On Saturday, July 9, between 5:30pm EST and 6:30pm EST (21:30 – 22:30 UTC) we had a spike in users reporting response issues on some domains. Service degraded for the better part of an hour for some domains or (more likely) some parts of the world. As much as we hate to use the “regional outages” line, it’s looking like it.
Most of the effected domains were either: on the legacy system using the legacy nameserver delegation, or on the new system but had not yet switched their nameserver delegation to add the additional anycast constellation on the new platform.
I say most, because we have one report from a user who is fully on the new system who experienced issues.
We have had no reports from our Enterprise DNS users (if you are one and you had issues, please do let us know).

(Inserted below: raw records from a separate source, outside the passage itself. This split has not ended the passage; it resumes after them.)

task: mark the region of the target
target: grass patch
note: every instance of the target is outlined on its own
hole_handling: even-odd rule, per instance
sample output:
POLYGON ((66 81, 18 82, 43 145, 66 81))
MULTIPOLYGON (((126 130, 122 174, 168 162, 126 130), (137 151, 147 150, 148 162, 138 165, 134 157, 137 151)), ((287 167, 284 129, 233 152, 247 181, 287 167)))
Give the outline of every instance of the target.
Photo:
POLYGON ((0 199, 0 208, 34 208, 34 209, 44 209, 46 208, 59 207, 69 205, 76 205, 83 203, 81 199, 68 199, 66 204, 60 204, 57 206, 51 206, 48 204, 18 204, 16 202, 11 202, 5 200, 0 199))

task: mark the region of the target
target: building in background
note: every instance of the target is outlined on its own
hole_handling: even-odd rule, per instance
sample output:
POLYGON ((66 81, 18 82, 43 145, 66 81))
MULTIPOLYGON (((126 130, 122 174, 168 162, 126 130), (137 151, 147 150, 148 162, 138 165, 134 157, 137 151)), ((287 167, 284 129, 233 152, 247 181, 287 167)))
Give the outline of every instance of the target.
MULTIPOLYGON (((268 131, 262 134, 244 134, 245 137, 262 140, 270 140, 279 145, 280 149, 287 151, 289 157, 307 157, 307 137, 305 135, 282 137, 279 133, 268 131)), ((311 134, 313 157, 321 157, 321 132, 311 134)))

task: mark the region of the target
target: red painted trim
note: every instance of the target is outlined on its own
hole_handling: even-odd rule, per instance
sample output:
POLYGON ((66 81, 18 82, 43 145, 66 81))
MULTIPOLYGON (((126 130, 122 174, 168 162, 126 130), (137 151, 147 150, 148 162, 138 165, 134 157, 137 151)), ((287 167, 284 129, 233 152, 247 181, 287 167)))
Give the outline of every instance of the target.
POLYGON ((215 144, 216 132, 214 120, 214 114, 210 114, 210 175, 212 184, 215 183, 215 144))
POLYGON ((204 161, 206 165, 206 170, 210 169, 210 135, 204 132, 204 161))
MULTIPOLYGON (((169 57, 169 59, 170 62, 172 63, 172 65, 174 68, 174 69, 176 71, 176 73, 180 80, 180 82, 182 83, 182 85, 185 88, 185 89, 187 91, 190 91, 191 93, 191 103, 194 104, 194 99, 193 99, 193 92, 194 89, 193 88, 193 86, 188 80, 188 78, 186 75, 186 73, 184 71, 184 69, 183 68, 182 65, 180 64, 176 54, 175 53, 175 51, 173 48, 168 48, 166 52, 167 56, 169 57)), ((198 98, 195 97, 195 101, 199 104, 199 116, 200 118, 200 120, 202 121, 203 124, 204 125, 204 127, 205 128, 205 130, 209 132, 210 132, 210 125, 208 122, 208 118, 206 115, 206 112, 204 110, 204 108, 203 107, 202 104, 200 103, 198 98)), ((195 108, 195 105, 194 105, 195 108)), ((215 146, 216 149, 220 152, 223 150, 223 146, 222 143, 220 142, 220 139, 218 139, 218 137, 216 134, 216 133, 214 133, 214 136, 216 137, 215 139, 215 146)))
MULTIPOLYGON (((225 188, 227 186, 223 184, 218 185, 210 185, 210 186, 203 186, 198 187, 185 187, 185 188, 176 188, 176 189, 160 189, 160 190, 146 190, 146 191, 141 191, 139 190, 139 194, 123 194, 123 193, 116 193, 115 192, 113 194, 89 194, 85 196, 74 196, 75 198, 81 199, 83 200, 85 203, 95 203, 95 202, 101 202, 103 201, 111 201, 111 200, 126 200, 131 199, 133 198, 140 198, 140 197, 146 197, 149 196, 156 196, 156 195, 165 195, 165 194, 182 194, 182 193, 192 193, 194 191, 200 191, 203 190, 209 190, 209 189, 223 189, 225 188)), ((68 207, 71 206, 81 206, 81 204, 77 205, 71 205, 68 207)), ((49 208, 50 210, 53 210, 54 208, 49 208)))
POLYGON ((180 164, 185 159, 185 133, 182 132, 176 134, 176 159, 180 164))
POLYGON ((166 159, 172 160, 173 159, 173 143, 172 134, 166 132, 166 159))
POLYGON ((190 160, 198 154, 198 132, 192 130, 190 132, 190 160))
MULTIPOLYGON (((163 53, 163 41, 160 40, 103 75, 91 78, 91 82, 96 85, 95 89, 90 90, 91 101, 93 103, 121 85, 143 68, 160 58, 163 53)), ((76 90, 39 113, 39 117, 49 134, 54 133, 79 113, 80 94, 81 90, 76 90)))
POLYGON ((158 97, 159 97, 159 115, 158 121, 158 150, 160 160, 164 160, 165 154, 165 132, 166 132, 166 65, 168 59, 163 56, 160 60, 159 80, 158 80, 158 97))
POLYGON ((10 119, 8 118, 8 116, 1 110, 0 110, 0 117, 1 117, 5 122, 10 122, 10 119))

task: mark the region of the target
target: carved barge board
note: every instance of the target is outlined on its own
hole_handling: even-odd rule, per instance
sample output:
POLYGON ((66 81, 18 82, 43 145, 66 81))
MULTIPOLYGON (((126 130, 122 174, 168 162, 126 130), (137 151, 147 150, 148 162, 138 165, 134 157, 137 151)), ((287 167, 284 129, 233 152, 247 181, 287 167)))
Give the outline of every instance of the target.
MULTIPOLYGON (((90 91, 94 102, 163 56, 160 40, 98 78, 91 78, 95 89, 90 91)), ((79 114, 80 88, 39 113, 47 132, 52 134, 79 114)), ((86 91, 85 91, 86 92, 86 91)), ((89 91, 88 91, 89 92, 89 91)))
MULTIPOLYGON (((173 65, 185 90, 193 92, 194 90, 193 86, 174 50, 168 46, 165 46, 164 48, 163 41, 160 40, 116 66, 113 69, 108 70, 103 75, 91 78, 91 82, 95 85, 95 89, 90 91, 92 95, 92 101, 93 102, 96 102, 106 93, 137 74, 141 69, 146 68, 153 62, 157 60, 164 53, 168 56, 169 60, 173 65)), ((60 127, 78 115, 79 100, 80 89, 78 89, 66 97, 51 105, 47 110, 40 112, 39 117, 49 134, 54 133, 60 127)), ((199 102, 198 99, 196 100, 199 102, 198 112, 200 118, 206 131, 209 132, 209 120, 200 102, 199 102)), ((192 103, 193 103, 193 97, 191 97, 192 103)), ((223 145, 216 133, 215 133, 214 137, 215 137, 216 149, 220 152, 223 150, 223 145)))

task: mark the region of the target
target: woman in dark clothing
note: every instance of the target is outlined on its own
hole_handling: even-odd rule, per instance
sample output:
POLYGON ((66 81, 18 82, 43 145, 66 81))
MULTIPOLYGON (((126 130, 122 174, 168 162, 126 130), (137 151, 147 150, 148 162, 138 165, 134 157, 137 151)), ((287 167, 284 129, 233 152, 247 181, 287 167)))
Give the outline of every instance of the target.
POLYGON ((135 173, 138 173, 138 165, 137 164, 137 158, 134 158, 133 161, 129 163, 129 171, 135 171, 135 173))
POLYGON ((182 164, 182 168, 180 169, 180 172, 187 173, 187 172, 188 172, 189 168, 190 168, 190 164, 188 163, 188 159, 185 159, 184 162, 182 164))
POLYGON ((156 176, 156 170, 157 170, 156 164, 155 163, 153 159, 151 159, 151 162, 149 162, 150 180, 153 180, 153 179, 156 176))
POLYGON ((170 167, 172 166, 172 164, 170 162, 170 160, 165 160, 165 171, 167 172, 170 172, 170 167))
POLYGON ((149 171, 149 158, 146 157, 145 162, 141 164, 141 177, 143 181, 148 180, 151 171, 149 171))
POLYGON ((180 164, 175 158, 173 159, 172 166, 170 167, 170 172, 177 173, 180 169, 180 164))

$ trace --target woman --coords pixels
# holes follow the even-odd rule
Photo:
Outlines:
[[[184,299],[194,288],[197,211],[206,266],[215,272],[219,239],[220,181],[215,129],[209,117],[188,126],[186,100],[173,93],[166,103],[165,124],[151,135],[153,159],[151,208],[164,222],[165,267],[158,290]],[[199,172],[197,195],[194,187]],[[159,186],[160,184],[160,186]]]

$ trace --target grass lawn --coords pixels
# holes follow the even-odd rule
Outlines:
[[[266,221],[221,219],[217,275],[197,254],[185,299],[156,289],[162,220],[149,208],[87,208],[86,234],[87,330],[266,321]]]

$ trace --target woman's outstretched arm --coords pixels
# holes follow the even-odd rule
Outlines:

We initially believed this to be a general network issue (because we saw what looked like a corresponding spike in “* is down” reports on twitter, etc for unrelated domains around the same time). But as more data comes in, we are going to suck it up and say it: something weird happened, we think it was here.
1) We are still gathering data and we have identified ways to enhance our own internal monitoring capabilities so that we can cross reference what we see with what external monitoring applications are seeing.
2) We recently made a change in the way we adjust our BGP announcements for individual members of the anycast constellations to optimize response times. Since this has never happened before, and we enacted this change recently, we are suspicious that this may be at the core of the problem and we have rolled that back.
3) We are laggard in our announcement here, and for that I personally apologize. When the event occurred many of the systems group conferred about the incident on Saturday night and we suspected a wider network issue, but we still made the decision to rollback the new BGP programs just to be on the safe side. It was only after we saw more reports roll in today from users that we had to rethink our stance around this and accept that this was most likely our problem and not a network flap or outage.
We’re sincerely sorry to all that were affected and for the delay in this posting.